Quantification of the relative cell surface charge was performed using a cytochrome C (Sigma) binding assay, as previously described91. Briefly, cells were grown in CA-MHB until an OD600 of ~2, washed twice with MOPS buffer (20 mM, pH 7), and finally resuspended to an OD600 of 5. These were incubated for 10 min with 0.5 mg/ml (cytochrome C), which was subsequently removed by centrifugation. The amount of cytochrome C was spectrophotometrically quantified at 530 nm. The amount of cytochrome C bound to the cells can be used as a proxy for the cell surface charge.

Autolysis assay

Evaluation of autolysis was performed using the Triton X-100-induced autolysis assay. Cells were grown to an OD600 of 1, washed twice with PBS buffer, and resuspended in PBS buffer containing 0.05 % Triton X-100. Cell suspensions were incubated at 37 °C and autolytic activity was measured by monitoring the OD600 every hour using Tecan Infinite 200 Pro microplate reader.

Cell wall thickness

Cell wall thickness was measured using transmission electron microscopy (TEM). Cells were grown in CA-MHB at 37 °C overnight, diluted to an OD600 of 0.05, and allowed to grow until an OD600 of 0.5. Cell suspensions were harvested for 3 min at 10,000 r.p.m. at room temperature. Cell pellets were fixed with 2% glutaraldehyde in 0.10 M cacodylate buffer and further postfixed in 1% OsO4 in 0.1 M cacodylate buffer for 1 h on ice. The cells were stained all at once with 2% uranyl acetate for 1 h on ice, following which they were dehydrated in graded series of ethanol (50–100%) while remaining on ice. The cells were then subjected to 1 wash with 100% ethanol and 2 washes with acetone (10 min each) and embedded with Durcupan. Sections were cut at 60 nm on a Leica UCT ultramicrotome, and picked up on 300 mesh copper grids. Sections were post-stained with 2% uranyl acetate for 5 min and Sato’s lead stain for 1 min. EM images were taken on Jeol 1400 plus TEM with Gatan Digital camera 4kX4k camera. Image quantification was performed using ImageJ version 2.1.0/1.53c. Five intact cells were randomly selected for cell thickness measurements.
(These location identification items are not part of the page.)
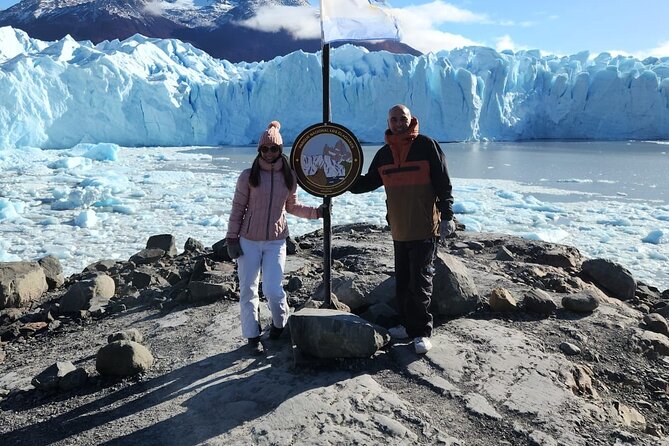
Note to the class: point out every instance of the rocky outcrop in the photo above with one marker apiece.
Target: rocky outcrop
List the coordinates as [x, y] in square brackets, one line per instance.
[21, 283]
[324, 333]
[123, 358]
[567, 354]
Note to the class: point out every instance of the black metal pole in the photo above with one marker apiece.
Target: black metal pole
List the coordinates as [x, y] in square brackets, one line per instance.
[327, 201]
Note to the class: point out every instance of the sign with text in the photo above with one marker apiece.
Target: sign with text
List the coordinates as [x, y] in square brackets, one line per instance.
[327, 159]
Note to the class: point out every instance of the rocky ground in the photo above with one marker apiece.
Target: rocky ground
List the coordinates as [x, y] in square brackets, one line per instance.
[534, 363]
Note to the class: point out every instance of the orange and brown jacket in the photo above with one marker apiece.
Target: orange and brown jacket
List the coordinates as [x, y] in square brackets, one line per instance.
[412, 168]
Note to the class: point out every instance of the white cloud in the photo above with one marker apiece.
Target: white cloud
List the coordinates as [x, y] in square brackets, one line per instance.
[302, 22]
[154, 7]
[506, 43]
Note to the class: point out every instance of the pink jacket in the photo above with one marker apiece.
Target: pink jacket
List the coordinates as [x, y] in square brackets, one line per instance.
[259, 213]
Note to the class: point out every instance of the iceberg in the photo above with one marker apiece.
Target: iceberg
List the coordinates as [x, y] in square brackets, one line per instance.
[163, 92]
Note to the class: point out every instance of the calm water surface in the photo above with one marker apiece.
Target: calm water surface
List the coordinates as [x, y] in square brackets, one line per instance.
[630, 170]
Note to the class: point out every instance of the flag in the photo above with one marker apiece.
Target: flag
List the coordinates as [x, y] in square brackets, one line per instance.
[357, 20]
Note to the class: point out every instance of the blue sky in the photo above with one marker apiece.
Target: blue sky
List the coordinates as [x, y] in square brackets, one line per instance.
[563, 28]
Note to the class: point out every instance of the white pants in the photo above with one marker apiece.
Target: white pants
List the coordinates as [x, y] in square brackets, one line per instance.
[270, 258]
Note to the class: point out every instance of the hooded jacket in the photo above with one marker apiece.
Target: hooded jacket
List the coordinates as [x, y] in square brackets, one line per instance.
[259, 213]
[412, 168]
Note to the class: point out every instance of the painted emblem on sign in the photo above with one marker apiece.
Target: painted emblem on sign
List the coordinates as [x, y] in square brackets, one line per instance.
[327, 159]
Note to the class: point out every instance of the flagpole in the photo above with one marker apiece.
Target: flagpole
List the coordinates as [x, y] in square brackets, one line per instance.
[327, 201]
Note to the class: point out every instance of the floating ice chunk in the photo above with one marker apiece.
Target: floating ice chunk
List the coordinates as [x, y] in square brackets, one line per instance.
[465, 207]
[68, 163]
[509, 195]
[103, 152]
[547, 235]
[7, 257]
[10, 210]
[616, 222]
[124, 209]
[471, 224]
[86, 219]
[655, 237]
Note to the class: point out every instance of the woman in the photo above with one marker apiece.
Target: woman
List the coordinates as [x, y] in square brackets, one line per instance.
[257, 233]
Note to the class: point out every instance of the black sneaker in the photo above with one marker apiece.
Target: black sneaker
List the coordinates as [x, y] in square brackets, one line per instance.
[275, 332]
[255, 346]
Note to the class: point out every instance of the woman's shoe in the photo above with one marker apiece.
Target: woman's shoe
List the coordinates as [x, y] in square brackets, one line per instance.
[275, 332]
[255, 346]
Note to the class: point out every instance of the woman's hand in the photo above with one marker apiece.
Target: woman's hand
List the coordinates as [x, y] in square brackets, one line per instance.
[234, 249]
[320, 212]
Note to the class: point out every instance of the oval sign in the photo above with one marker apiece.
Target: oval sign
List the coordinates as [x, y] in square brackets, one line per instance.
[327, 159]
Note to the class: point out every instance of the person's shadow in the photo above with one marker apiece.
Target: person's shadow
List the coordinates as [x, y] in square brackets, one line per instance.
[218, 393]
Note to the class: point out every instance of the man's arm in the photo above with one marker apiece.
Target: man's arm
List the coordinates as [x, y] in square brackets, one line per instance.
[441, 182]
[369, 181]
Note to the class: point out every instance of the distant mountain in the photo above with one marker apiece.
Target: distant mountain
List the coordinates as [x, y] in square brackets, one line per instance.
[211, 25]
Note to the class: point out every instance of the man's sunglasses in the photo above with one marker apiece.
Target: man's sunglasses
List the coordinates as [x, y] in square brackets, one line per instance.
[273, 149]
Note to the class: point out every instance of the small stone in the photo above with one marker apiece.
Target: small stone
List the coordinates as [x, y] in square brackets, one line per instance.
[569, 349]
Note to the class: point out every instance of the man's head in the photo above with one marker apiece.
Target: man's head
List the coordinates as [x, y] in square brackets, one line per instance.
[399, 118]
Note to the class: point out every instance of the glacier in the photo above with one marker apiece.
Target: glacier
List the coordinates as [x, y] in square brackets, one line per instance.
[162, 92]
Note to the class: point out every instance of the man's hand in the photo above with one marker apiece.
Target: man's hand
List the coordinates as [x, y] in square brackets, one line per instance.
[446, 228]
[234, 249]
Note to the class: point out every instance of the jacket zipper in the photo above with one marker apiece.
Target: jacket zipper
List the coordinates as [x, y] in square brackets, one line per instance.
[271, 196]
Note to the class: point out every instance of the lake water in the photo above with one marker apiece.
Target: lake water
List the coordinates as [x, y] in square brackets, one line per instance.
[608, 199]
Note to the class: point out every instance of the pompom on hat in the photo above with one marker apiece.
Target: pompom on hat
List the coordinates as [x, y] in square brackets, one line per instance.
[271, 136]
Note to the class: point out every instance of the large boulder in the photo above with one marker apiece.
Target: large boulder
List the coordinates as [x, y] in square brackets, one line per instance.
[53, 271]
[91, 294]
[123, 358]
[455, 292]
[611, 277]
[21, 283]
[357, 291]
[324, 333]
[166, 242]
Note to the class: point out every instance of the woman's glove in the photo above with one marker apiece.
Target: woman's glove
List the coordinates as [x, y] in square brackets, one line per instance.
[322, 209]
[234, 249]
[446, 229]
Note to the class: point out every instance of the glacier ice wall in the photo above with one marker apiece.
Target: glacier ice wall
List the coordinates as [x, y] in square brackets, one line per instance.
[147, 92]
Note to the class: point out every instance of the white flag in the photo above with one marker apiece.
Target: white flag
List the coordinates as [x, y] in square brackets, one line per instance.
[357, 20]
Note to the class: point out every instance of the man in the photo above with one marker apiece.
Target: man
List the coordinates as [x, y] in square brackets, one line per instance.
[412, 168]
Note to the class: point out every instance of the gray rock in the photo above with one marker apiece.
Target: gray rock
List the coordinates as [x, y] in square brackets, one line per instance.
[208, 292]
[454, 292]
[502, 300]
[92, 294]
[220, 249]
[53, 271]
[381, 314]
[123, 358]
[478, 405]
[148, 256]
[583, 302]
[294, 284]
[49, 378]
[504, 254]
[657, 323]
[73, 380]
[131, 334]
[539, 301]
[102, 265]
[355, 291]
[612, 277]
[335, 334]
[193, 245]
[165, 242]
[21, 283]
[569, 349]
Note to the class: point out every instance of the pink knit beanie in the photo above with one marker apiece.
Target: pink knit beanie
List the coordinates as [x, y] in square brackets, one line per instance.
[271, 136]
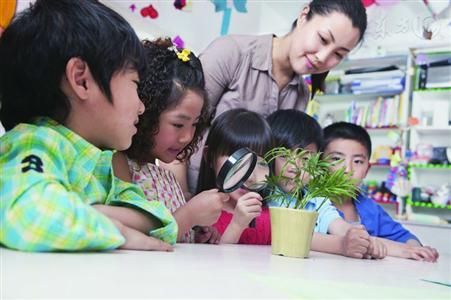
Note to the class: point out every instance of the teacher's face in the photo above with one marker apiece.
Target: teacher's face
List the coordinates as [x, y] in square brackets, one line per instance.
[319, 44]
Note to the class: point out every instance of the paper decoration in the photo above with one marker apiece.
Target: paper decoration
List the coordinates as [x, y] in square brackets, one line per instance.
[367, 3]
[179, 4]
[149, 11]
[386, 2]
[222, 5]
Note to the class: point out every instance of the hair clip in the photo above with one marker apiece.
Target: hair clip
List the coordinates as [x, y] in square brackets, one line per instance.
[182, 55]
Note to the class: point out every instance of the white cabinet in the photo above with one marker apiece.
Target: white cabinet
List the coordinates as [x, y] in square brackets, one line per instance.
[428, 104]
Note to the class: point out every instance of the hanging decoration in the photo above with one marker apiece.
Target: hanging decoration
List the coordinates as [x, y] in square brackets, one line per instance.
[179, 4]
[149, 11]
[223, 5]
[368, 3]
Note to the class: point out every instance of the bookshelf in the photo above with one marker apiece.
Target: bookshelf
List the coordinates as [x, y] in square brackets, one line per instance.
[337, 105]
[429, 105]
[431, 137]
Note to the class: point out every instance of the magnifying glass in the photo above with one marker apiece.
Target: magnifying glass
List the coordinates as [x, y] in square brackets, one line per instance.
[243, 169]
[236, 170]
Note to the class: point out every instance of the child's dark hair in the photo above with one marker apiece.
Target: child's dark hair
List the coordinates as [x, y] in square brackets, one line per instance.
[292, 128]
[347, 131]
[35, 49]
[232, 130]
[166, 81]
[353, 9]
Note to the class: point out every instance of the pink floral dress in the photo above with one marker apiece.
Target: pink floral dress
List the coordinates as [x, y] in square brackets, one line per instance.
[161, 185]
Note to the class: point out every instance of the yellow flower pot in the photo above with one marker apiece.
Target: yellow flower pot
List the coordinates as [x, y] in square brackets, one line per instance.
[292, 231]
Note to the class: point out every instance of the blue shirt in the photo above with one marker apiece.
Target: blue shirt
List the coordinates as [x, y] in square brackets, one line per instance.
[378, 223]
[326, 214]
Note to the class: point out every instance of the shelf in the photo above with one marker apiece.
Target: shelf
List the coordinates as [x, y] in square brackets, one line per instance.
[376, 165]
[429, 166]
[432, 90]
[386, 202]
[350, 97]
[382, 129]
[398, 60]
[427, 204]
[431, 129]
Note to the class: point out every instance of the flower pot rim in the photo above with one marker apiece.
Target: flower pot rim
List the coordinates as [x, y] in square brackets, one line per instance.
[292, 209]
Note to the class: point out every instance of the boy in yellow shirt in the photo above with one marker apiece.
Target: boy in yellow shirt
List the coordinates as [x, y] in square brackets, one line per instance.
[69, 72]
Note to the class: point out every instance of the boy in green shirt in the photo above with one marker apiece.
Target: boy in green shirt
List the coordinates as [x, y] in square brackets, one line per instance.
[69, 72]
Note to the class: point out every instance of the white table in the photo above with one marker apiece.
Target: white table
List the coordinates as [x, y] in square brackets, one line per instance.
[216, 271]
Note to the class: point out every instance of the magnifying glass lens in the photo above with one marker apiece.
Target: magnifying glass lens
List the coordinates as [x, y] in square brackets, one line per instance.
[238, 171]
[257, 180]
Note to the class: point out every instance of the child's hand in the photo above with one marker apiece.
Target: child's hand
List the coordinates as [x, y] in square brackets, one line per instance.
[247, 208]
[356, 242]
[206, 234]
[207, 206]
[136, 240]
[377, 249]
[425, 253]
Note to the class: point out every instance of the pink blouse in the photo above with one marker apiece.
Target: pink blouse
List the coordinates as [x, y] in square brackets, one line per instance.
[161, 185]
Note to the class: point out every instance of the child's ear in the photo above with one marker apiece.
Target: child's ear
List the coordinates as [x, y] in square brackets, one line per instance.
[78, 77]
[303, 16]
[367, 170]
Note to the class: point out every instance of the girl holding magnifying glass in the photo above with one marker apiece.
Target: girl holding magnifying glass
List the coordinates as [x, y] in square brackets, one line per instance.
[172, 90]
[231, 131]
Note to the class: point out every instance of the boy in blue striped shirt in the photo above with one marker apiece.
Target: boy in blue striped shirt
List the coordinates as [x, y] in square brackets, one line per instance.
[352, 144]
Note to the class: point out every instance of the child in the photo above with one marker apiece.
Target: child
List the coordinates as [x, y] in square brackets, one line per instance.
[68, 87]
[352, 144]
[232, 130]
[170, 128]
[294, 129]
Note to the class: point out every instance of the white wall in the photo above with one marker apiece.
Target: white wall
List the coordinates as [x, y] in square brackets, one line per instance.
[391, 28]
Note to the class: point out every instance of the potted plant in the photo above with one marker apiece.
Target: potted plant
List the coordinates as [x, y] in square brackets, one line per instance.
[292, 228]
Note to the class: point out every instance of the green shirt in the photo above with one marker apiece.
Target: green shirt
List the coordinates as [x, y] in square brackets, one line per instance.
[49, 179]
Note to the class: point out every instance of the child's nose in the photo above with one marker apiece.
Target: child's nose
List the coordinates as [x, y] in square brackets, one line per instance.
[186, 136]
Statistics and reproducibility

For statistical and reproducibility evaluation purposes, sample sizes were determined so that there would be 3 or more biological replicates for evolution experiments and according to the robotic capabilities per experiment, with a total of 12 different evolutions being performed per media type. For all other determinations, a minimum of triplicate samples were used in determination of biological measurements. Hyper mutators, i.e., lineages that have mutated genes within the mutagenesis repair systems, were excluded from biological determinations due to the possibility of higher-level impacts of such mutations. For minimal inhibitory concentration determinations experiments were performed in biological triplicates. Comparison of growth parameters was done using Anova to test the null hypothesis that there is no difference in lag phase duration between pre-evolved strains and vancomycin adapted strains. Evolution experiments to evaluate resistance phenotype stability and RNAseq experiments were performed in biological duplicates, while hemolysin production, surface charge, and autolysis were evaluated using biological triplicates. Statistical analysis of surface charge was performed using Student’s t-test.

Reporting summary

Further information on research design is available in the Nature Research Reporting Summary linked to this article.